Marvin's toupee was slightly off-center and he was wearing
his standard smile, one that promised low mileage to the
public in general and headaches to Shay Kendall in
particular. She sat up a little straighter in her chair and
looked across the wide polished plains of her employer's
desk to the view outside the window behind him. Thousands of
red, yellow and blue triangular flags were snapping in the
wind, a merry contrast to the cloudy coastal sky.
"I'm an office manager, Marvin," Shay said with a
sigh, bringing wide hazel eyes back to his friendly face,
"not an actress. While I enjoy helping plan commercials,
I don't see myself in front of the camera."
"I've been promising Jeannie this trip to Europe for
years," Marvin said pointedly.
Richard Barrett, a representative of an advertising agency
in nearby Seattle, was leaning back against a burgeoning
bookshelf, his arms folded across his chest. He was tall,
with nicely cut brown hair, and would have been handsome if
not for the old-fashioned horn-rimmed glasses he wore.

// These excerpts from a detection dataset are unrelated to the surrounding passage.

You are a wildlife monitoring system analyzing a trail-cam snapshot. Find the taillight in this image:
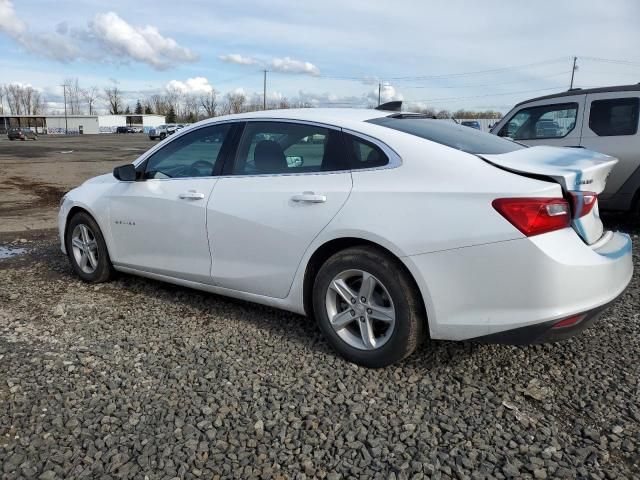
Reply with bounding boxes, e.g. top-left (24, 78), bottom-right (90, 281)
top-left (551, 313), bottom-right (587, 328)
top-left (492, 198), bottom-right (571, 237)
top-left (569, 192), bottom-right (598, 218)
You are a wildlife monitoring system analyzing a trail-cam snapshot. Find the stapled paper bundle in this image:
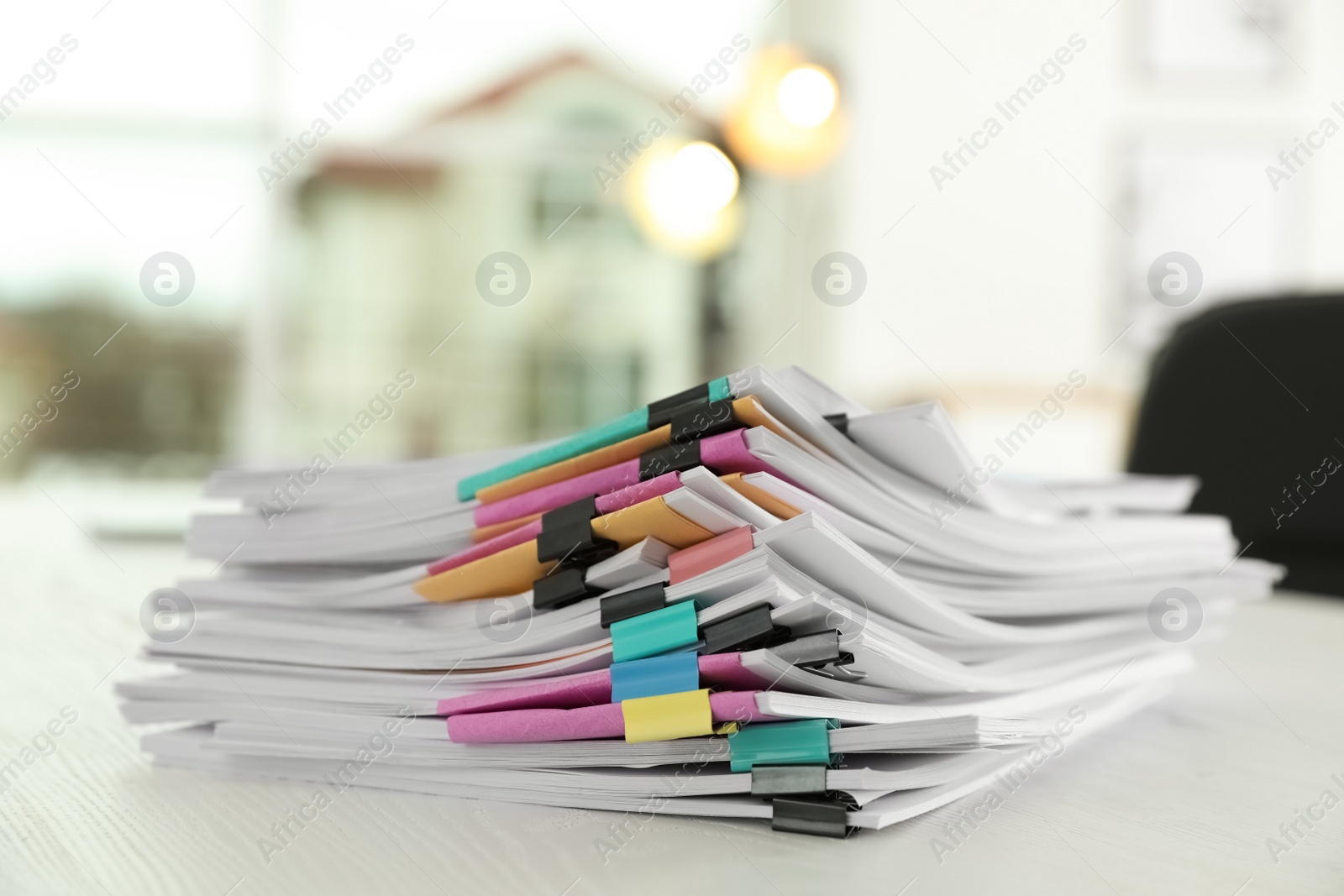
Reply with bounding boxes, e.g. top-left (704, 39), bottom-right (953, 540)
top-left (119, 367), bottom-right (1279, 836)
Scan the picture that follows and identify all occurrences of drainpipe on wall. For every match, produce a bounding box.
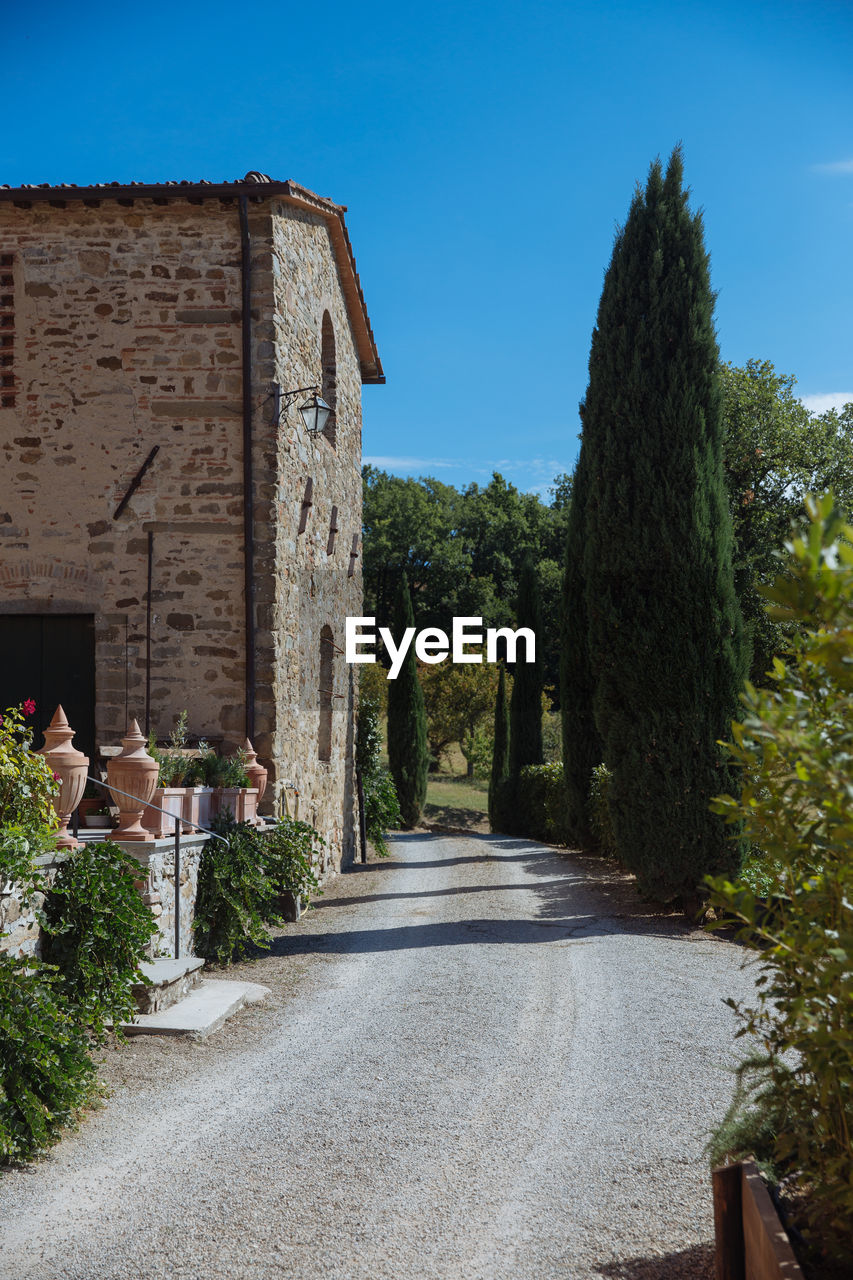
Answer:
[240,196,255,741]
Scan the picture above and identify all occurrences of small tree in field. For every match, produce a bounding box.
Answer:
[510,557,542,778]
[583,148,747,902]
[388,573,429,827]
[489,667,510,831]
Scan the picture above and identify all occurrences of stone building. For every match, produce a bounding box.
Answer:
[0,173,384,864]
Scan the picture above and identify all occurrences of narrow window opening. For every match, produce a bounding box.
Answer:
[316,626,334,760]
[320,311,338,449]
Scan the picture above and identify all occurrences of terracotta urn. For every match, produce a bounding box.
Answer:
[243,739,266,804]
[37,707,88,849]
[106,721,160,840]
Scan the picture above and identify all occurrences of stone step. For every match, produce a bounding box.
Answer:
[133,956,205,1014]
[122,978,269,1039]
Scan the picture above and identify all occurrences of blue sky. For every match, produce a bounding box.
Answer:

"You're Rosamond Dallas's daughter," he put in.
"Besides, I know a hundred women who would give anything
for a chance like this."
Shay pushed back a lock of long, layer-cut brown hair to rub
one temple with her fingers, then lifted her head, giving
Mr. Barrett an ironic look. "A chance like what,
Richard? You make this sound as though it's a remake of
The Ten Commandments instead of a thirty-second TV
spot where I get a dump-truck load of sugar poured over me
and say, 'We've got a sweet deal for you at Reese Motors in
Skyler Beach!' Furthermore, I fail to see what my being
Rosamond's daughter has to do with anything."
Marvin was sitting back in his leather chair and smiling,
probably at the image of Shay being buried under a half ton
of white sugar. "There would be a sizable bonus
involved, of course," he reflected aloud.

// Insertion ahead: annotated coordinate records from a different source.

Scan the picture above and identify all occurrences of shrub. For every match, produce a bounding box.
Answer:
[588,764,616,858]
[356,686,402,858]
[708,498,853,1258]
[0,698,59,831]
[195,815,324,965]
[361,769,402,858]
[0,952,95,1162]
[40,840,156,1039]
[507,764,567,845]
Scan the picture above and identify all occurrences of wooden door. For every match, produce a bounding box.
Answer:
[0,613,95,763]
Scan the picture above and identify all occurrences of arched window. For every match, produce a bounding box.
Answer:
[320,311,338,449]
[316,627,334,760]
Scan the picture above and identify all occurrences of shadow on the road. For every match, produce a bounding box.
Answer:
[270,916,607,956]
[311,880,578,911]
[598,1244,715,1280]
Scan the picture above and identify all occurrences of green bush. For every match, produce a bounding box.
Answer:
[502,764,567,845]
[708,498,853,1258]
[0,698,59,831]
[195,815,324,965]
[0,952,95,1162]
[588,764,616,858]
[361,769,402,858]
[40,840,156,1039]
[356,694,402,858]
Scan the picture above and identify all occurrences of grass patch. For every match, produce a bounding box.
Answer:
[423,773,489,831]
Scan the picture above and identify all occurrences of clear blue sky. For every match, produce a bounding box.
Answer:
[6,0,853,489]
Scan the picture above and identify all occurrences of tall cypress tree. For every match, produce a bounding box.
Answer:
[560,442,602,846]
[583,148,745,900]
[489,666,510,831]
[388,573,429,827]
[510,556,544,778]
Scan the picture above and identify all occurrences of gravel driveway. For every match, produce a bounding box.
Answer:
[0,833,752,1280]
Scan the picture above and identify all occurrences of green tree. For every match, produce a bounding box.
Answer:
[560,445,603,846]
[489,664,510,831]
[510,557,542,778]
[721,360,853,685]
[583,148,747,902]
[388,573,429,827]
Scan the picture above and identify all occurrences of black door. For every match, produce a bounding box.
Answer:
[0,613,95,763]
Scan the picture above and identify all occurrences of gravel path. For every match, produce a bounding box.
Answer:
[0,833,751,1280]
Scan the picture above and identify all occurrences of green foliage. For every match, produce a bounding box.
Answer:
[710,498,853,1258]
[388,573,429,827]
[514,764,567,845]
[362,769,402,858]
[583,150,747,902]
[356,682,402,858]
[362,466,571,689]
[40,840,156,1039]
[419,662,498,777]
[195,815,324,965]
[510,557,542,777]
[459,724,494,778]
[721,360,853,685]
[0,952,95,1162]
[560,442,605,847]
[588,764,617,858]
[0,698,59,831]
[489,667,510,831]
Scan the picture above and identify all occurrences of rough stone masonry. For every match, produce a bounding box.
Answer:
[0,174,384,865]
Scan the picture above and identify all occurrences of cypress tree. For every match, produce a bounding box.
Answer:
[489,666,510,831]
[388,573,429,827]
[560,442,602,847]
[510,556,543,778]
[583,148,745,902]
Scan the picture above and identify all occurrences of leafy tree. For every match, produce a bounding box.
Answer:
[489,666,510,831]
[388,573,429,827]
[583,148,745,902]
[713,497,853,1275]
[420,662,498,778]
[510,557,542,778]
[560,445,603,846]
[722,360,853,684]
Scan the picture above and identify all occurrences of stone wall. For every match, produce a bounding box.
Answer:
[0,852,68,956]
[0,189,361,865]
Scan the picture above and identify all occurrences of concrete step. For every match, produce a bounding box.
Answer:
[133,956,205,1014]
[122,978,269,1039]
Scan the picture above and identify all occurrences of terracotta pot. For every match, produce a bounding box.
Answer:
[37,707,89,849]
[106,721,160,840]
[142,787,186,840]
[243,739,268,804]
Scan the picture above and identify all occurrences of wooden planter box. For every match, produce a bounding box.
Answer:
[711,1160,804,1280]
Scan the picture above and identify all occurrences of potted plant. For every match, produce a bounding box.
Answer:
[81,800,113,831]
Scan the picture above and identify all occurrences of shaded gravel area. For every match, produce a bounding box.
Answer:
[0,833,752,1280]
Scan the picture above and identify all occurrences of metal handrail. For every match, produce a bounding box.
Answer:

He hadn't mentioned a bonus on Friday afternoon, when he'd
first presented Shay with a storyboard for a commercial
starring herself rather than the infamous "Low-Margin
Marvin."
Shay sighed, thinking of all the new clothes her
six-year-old son, Hank, would need before school started and
of the retirement savings account she wanted to open but
couldn't afford. "How much of a bonus?" she asked,
disliking Richard Barrett for the smug look that flickered
briefly in his blue eyes.
Marvin named a figure that would cover the savings and
deposit payment and any amount of jeans, sneakers, jackets
and T-shirts for Hank, with money left over.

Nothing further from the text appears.